The attendant risks of non-supervised fintech activities became clear during the distribution of Paycheck Protection Program (PPP) funds. A recent study found that fintech PPP lenders were nearly five times more likely than traditional lenders to be involved with suspicious loans, and that nine out of the top ten lenders with the highest rates of suspicious PPP loans were fintech firms.18 Although the foregoing example relates to the small business context, fintechs participating in markets for other consumer financial products or services are similarly susceptible to adopting unproven or risky processes that, if left unexamined by Bureau Supervision, could harm consumers.
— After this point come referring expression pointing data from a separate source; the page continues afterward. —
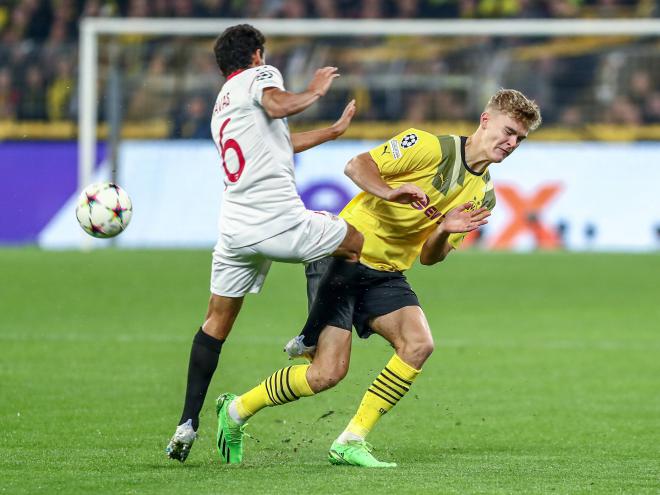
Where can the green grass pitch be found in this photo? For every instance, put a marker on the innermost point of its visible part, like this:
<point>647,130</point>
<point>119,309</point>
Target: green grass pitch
<point>545,379</point>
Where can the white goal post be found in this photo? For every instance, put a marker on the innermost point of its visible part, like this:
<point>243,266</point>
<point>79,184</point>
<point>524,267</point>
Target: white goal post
<point>93,27</point>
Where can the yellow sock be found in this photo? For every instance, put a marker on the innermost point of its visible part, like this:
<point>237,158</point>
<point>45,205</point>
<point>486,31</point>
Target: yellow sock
<point>283,386</point>
<point>383,394</point>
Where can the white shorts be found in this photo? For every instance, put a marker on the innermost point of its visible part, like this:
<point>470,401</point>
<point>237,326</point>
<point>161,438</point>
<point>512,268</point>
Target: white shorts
<point>237,271</point>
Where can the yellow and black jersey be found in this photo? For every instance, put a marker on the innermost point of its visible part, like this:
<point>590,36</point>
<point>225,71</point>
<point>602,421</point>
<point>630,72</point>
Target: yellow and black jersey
<point>395,233</point>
A failure to examine fintechs does not just contribute to an uneven playing field between fintechs and supervised entities, but more importantly, results in a continuous and growing threat of consumer harm. Consumers are best protected when entities offering similar financial products and services are subject to the same oversight. Due to the growing popularity of products offered by nonbanks in the unsecured consumer lending market, and the prior actions by the Bureau against bad actors in this market, the unsecured consumer lending market is the perfect place for the Bureau to next expand its supervisory authority through the larger participant rule.

The CBA stands ready to assist the CFPB in this effort or with any other work undertaken by the Bureau to level the playing field for all financial product and service providers.